In these frightening days, we must seek our consolations where we can; and one of mine, over the last month, has been running a private contest to log the most idiotic remark made by one of the battalions of ‘security experts’ on standby at times like this to provide vitally needed, life-sustaining, 24-hour fatuous commentary on all major broadcast news outlets.
There was the lady from the prestigious think-tank on Sky News who said, quite late on 7 July, that the bombings were ‘clearly a major incident’. There was the ‘risk management consultant’ on The World Tonight who said that shooting people in the head, à la Jean Charles de Menezes, was not necessarily intended to kill them. There is the Home Office minister, Hazel Blears, but she has had to be disqualified on suspicion of cheating. Like the old East German Olympic women’s shot-putting team, she is simply too good.
No: the Spectator-engraved handcuffs go to the former anti-terrorist branch officer who suggested on Newsnight the other week that the police should be granted their latest wish, to detain anyone they like without charge for three months, because they ‘needed to allow Muslim suspects time to pray’.
This naked power-grab masquerading as concern for the victims’ religious rights struck me as the very essence of New Labour. It is also an example of Britain’s exciting new post-7 July streamlined legislative process.
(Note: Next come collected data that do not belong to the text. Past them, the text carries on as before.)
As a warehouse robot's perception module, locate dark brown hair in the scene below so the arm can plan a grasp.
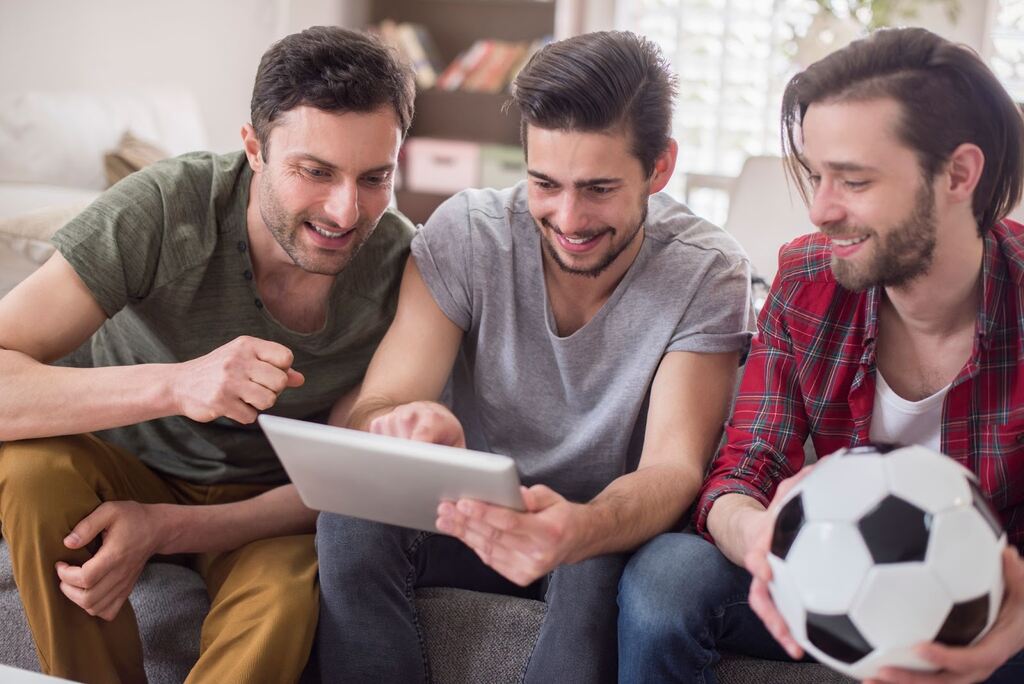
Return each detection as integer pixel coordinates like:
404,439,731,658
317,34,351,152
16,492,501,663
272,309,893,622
782,29,1024,234
251,27,416,159
512,31,676,176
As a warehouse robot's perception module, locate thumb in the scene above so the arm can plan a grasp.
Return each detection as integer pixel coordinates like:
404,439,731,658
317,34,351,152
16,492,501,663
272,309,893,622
63,504,113,549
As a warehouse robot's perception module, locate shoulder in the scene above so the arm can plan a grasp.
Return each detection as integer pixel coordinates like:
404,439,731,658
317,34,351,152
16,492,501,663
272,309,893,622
992,218,1024,287
421,183,532,246
775,232,836,285
126,152,251,200
644,193,748,268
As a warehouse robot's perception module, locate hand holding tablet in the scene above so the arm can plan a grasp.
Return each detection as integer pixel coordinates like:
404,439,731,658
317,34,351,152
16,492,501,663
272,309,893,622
259,415,524,531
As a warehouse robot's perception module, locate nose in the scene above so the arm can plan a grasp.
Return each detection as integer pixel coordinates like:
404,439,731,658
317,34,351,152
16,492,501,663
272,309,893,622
808,181,846,228
324,181,359,228
555,190,587,236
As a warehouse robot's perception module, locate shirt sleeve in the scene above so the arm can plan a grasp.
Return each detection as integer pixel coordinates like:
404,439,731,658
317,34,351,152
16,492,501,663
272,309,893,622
412,193,473,331
696,276,808,541
666,257,754,353
51,171,165,316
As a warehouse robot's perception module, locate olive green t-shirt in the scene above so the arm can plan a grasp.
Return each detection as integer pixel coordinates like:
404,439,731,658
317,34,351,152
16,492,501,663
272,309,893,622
53,153,413,484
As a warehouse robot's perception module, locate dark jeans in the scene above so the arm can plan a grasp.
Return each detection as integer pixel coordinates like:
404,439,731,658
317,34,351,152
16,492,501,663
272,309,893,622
316,513,627,683
618,532,1024,684
618,532,788,683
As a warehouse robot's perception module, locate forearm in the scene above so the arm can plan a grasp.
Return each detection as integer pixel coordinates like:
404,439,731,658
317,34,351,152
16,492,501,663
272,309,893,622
568,464,703,562
157,484,317,555
0,349,175,441
708,494,765,565
347,395,399,431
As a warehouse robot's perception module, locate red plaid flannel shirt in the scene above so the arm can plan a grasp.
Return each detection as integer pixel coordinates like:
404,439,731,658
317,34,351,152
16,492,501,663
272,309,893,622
696,220,1024,549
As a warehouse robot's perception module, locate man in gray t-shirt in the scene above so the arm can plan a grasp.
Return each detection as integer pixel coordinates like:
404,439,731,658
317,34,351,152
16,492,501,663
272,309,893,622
0,27,413,683
317,33,751,682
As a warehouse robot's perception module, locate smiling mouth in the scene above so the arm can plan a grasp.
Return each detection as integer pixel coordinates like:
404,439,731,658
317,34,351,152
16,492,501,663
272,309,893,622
305,221,354,239
831,236,870,247
562,236,600,245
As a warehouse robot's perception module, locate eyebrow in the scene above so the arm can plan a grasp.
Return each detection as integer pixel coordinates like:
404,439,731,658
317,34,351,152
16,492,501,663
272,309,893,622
526,169,623,188
292,153,395,176
822,162,878,173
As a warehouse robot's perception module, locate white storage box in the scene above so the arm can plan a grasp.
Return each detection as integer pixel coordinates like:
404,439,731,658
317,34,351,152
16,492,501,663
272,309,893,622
480,144,526,189
403,137,480,195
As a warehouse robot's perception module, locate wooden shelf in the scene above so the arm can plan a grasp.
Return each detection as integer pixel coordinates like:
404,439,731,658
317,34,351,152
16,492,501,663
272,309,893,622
368,0,555,223
409,89,519,145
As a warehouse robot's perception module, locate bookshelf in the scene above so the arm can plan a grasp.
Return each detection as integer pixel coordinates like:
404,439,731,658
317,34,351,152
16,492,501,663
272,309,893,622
367,0,555,223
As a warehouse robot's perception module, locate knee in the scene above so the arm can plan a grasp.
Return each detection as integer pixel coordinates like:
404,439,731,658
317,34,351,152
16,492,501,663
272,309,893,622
0,435,94,505
618,533,739,633
316,513,424,591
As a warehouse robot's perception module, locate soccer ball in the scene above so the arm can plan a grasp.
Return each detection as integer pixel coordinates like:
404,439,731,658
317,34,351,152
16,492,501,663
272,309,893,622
768,445,1007,679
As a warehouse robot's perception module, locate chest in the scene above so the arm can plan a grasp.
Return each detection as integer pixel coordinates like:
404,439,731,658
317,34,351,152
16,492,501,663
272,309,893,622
877,326,974,401
257,274,331,334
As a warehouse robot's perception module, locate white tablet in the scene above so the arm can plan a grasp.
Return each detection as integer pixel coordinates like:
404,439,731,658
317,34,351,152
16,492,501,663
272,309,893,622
259,416,524,531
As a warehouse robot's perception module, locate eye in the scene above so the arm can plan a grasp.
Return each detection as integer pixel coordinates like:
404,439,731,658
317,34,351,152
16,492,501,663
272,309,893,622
362,173,391,187
302,166,331,180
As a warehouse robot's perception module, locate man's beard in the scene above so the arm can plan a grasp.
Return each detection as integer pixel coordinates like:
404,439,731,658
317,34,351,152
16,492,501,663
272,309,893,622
827,179,937,292
534,202,647,277
259,175,377,275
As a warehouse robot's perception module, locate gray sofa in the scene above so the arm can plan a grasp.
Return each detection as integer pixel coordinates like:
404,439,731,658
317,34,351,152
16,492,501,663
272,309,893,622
0,542,850,684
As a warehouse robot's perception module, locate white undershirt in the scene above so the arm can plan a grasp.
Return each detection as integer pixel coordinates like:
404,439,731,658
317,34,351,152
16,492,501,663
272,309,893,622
870,370,952,452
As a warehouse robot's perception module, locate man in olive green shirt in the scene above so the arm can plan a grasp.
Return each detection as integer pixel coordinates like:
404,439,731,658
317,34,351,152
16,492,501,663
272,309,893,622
0,27,413,683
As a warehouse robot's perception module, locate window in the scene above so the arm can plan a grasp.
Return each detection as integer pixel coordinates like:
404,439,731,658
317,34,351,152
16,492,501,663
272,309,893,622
989,0,1024,102
616,0,816,223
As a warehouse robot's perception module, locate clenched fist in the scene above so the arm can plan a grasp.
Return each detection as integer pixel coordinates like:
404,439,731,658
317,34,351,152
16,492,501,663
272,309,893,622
172,336,305,424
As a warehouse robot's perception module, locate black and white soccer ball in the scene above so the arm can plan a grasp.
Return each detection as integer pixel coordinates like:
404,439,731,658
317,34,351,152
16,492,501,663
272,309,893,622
768,446,1007,679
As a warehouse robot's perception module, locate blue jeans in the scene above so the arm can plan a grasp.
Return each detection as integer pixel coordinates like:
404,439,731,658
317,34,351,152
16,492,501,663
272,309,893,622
618,532,1024,684
315,513,627,684
618,532,790,683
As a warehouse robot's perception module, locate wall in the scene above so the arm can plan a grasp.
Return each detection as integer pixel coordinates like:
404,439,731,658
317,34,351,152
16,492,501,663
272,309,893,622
0,0,343,152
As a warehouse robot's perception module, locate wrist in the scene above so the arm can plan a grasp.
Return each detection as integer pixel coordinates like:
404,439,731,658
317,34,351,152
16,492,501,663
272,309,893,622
151,504,195,556
562,502,611,563
151,364,184,417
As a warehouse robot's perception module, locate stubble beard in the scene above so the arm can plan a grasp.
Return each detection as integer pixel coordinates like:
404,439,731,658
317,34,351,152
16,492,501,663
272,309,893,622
831,179,937,292
259,175,377,275
534,202,647,277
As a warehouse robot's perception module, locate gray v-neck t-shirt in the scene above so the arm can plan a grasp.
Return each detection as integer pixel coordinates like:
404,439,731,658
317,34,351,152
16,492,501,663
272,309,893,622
412,182,753,501
53,153,413,484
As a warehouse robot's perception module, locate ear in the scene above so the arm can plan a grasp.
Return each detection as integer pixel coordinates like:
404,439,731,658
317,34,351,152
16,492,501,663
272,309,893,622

The Upper House (the Association of Chief Police Officers and the heads of the intelligence services) proposes a measure, and a short time later the Lower House (Mr Blair) does it, or something similar.
So, perhaps as soon as next month, we will have, in the Prime Minister’s words, a ‘significant extension’ of detention without trial bringing us close to, or actually into parity with, apartheid-era South Africa.